Reactions from Cisco Live Europe, VMware layoffs hit hard, Google looking to compete with Microsoft Teams. Rich Stroffolino and Tom Hollingsworth are talking about all these and more on the Gestalt IT Rundown, your weekly IT news briefing.
This week on the Rundown:
Google Bug Bounty Payouts up 91%
Thunderbird Goes Corporate
App Maker Shutdown
LoRaWAN Security Issues?
Long Range Wide Area Network, or LoRaWAN is a ultra-low power radio-based protocol to connect IoT sensors, often on battery power back to an edge site or DC. This integrates two layers of 128-bit encryption to authenticate the device to the network server and against backend applications. But security researchers at IOActive say that the tech is prone to misconfiguration to an almost comical extent. QR codes meant for initial configuration with Device IDs and encryption keys are often left on devices, encryption keys from open source libraries are left in place on production hardware, and insecure network servers.
ServiceNow Shifts Focus
ServiceNow CEO Bill McDermott has been on the job since October, and is looking to shake up the company. He’s announced that the company will focus on developing workflows and digital transformation services for banking and telecommunications verticals. They’ll be furthering integrations with Deloitte and Accenture, and have already begun acqusiitions to better fillout their offerings, from chatbots with Passage AI to AIOps company Loom Systems.

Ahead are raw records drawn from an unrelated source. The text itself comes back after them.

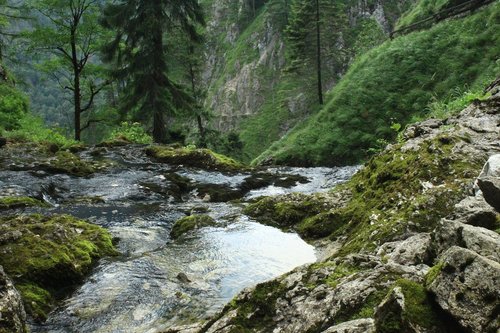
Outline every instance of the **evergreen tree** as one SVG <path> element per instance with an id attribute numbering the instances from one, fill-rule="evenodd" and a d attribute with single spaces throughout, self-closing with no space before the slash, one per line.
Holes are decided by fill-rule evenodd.
<path id="1" fill-rule="evenodd" d="M 190 40 L 203 24 L 196 0 L 119 0 L 104 10 L 103 25 L 115 31 L 104 54 L 115 63 L 114 74 L 125 82 L 122 110 L 136 121 L 153 123 L 155 142 L 167 140 L 166 117 L 189 108 L 192 98 L 169 77 L 165 36 L 181 29 Z"/>
<path id="2" fill-rule="evenodd" d="M 294 0 L 291 3 L 286 36 L 289 43 L 290 70 L 303 77 L 316 76 L 319 104 L 323 104 L 323 77 L 328 59 L 340 57 L 337 40 L 342 37 L 339 26 L 344 24 L 344 2 L 330 0 Z M 311 69 L 315 70 L 312 71 Z"/>

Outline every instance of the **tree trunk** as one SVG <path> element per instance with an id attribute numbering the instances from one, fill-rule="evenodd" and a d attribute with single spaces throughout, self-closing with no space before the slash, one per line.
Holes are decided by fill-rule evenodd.
<path id="1" fill-rule="evenodd" d="M 158 8 L 161 10 L 161 8 Z M 153 33 L 153 46 L 155 48 L 154 58 L 153 58 L 153 80 L 156 85 L 161 85 L 165 80 L 163 71 L 163 56 L 164 46 L 163 46 L 163 31 L 157 26 L 156 29 L 152 31 Z M 156 143 L 165 143 L 167 139 L 167 130 L 165 124 L 163 104 L 161 103 L 161 97 L 158 94 L 150 92 L 150 106 L 153 111 L 153 140 Z"/>
<path id="2" fill-rule="evenodd" d="M 320 32 L 319 0 L 316 0 L 316 59 L 318 66 L 318 100 L 323 105 L 323 83 L 321 78 L 321 32 Z"/>
<path id="3" fill-rule="evenodd" d="M 71 62 L 73 65 L 73 101 L 75 104 L 75 140 L 81 140 L 82 95 L 80 88 L 80 65 L 76 52 L 76 28 L 71 29 Z"/>

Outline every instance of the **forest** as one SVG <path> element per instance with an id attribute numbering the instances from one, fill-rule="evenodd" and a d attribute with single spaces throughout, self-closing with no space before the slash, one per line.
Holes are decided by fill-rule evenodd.
<path id="1" fill-rule="evenodd" d="M 0 0 L 0 333 L 497 333 L 499 0 Z"/>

Google Testing Comms App for Business
The Information reports that Google Cloud is working on a unified messaging app aimed at businesses. This would reportedly integrate emails from Gmail, online storage through Google Drive, text with Hangouts Chat, and Hangouts Meet video calling, with Google Calendar hooks, although it would not replace that as a standalone app. A mobile app is in testing, and a source tells The Information “G Suite team is almost exclusively working on products with enterprise customers in mind.”
Proposed UK IoT Rules
The UK’s Department for Culture, Media and Sport and National Cyber Security Center recently proposed measure to deal with the consumer IoT security hellscape. They would require all internet-connected device passwords to be unique and not offer a stock password factory reset option, basically so someone doesn’t reset it a known stock answer. IoT manufacturers would also have to provide a public point of contact so any can report a vulnerability and provide a timely response. And devices must have an explicitly stated minimum length of support time for things like security updates from point of sale.
VMware Layoffs
If you were on IT Twitter in the last day, it will come as no surprise that VMware announced it seemingly annual layoffs, reportedly affecting over 200 people. This comes after the company announced about 150 employees from their Pivitol acquisition were laid off last month. The layoffs seems to have hit the vSAN inside sales team particularly hard. VMware employees over 20,000 worldwide, so by percentage this is not huge.
AI But For WebEx
Last year we covered Cisco buying the AI startup Voicea, now Cisco is rolling out its first integration of their IP. The company announced that WebEx Assistant will now be able to assist with things like translation, closed captioning and transcriptions. Users can ask the assistant to highlight certain portions of meetings and create action items as well. Cisco also announced Voice Integration with Google Cloud’s Contact Center AI, which can now do transcription, call summaries, and sync highlights to CRM systems.